Between March and May, Shagakkan requested that shrink-wrapping not be placed on either the first or most recent collected volumes of 35 titles it publishes. 36 stores participated in the test program, and when they tallied their sales for the period, they found that sales for shojo and josei manga (manga targeted towards girls and women) had jumped 20 percent for the period. Meanwhile, sales of shonen and seinen manga (oriented towards boys and men) stayed about the same, with no significant losses stemming from the relaxed tachiyomi policy. With a huge sales boost in half of its demographics and steady performance in the others, it’s safe to say the initiative was a success.
In hindsight, the sales increase makes a lot of sense. Before being published in collected volumes, manga run in serialized weekly or monthly anthologies, which were often read by train commuters on their way to or from work or school.
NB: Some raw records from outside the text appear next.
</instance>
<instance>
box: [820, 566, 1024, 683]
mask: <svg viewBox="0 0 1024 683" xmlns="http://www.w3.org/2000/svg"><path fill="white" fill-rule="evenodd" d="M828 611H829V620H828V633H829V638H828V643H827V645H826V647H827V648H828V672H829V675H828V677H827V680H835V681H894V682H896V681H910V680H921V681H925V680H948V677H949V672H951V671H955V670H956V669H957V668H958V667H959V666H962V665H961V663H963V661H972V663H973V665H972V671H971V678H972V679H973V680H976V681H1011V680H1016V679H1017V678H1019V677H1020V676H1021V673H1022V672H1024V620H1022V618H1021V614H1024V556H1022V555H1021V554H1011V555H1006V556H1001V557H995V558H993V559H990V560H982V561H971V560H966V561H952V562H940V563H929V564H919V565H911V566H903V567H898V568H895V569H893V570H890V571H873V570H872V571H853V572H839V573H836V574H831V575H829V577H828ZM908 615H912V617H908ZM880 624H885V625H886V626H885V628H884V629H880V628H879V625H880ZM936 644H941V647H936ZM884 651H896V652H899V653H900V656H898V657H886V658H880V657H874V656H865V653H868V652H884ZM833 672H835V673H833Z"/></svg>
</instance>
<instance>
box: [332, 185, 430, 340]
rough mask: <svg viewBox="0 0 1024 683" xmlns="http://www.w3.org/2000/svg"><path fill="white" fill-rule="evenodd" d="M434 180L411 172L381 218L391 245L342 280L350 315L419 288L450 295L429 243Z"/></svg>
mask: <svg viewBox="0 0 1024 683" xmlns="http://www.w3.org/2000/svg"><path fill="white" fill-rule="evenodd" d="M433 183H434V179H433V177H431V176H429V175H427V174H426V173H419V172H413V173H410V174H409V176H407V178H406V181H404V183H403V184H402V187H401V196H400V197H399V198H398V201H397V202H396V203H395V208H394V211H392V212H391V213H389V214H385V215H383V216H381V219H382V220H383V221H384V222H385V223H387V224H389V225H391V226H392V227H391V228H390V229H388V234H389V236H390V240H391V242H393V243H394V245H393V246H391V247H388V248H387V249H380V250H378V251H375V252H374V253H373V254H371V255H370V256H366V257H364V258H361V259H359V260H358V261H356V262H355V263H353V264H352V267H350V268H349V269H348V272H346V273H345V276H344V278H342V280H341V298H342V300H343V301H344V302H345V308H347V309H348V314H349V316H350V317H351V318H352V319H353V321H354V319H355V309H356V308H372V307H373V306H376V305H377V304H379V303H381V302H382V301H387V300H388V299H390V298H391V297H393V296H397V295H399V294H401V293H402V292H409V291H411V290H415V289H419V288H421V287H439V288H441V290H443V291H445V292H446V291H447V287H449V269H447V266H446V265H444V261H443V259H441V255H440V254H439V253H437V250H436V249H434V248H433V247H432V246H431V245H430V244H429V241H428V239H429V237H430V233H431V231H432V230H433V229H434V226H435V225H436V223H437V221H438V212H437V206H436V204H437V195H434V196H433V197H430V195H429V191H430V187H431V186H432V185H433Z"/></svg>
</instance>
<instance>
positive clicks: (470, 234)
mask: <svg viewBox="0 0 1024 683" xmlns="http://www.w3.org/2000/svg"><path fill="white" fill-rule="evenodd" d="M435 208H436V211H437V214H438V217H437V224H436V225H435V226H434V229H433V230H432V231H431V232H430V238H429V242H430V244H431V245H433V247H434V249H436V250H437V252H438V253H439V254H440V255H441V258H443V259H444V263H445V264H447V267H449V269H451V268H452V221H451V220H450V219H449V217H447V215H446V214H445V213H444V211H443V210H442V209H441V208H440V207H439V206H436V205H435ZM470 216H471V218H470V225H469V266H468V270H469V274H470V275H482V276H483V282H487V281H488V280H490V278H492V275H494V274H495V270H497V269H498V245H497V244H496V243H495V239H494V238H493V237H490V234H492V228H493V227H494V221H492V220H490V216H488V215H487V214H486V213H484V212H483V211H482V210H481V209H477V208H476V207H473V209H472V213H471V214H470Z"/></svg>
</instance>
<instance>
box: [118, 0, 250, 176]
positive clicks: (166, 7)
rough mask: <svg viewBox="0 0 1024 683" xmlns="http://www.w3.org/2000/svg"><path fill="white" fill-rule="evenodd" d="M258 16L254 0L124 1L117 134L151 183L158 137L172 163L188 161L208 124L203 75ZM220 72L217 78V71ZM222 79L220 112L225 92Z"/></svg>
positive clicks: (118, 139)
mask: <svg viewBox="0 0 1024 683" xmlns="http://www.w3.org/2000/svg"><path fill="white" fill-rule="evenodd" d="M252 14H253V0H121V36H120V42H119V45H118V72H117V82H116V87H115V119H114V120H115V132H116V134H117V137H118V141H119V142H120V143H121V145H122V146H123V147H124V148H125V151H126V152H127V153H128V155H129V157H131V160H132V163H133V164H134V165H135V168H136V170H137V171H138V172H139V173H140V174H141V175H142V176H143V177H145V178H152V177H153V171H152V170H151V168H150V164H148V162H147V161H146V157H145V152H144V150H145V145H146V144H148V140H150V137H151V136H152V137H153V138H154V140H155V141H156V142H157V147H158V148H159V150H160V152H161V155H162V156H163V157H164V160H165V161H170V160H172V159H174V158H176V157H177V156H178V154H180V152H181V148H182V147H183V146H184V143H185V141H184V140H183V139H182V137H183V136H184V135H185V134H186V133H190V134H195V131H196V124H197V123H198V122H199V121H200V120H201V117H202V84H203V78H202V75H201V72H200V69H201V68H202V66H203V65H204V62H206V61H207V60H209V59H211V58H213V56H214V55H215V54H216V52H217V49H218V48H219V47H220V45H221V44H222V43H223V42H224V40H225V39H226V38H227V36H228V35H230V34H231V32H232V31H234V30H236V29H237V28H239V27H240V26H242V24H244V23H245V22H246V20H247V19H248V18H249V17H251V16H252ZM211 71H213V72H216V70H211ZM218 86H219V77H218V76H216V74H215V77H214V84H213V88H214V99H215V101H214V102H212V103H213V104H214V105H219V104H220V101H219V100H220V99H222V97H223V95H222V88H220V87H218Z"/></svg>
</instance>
But with more people whipping out their smartphones to kill time, even the online versions of those anthologies are competing with the rest of the Internet for attention, which raises the hurdle a manga series has to clear to capture a reader’s interest. Shogakukan says that by removing shrink-wrap from collected volumes, it thinks it can increase the potential for contact and familiarity among potential customers. with and the results of its pilot program, dubbed the Comics Shrink-wrapping Removal Project, seem to back up its hypothesis. These days, it can be hard enough just getting people to go to the trouble of going to a brick-and-mortar bookstore in the first place, and making those who do come feel welcome is paying off.
Another factor could be the dramatic shift in anime distribution that’s taken place over the last two decades. Shogakukan says its manga started being shrink-wrapped about 30 years ago, at a time when a large amount of anime was still being released in direct-to-video format. Today’s young fans, though, have grown up with the vast majority of anime being shown on for-free late-night television, which likely makes them much more averse to paying for content they haven’t sampled, and asking them to purchase collected volumes of a manga without giving them at least a free-of-charge look at the oldest and newest volumes is arguably asking too much.
Shogakkan says it’s also had success in boosting digital manga sales by providing expanded previews of the non-physical editions, and says it plans to continue easing access to its titles by expanding the Comics Shrink-wrapping Removal Project in the future.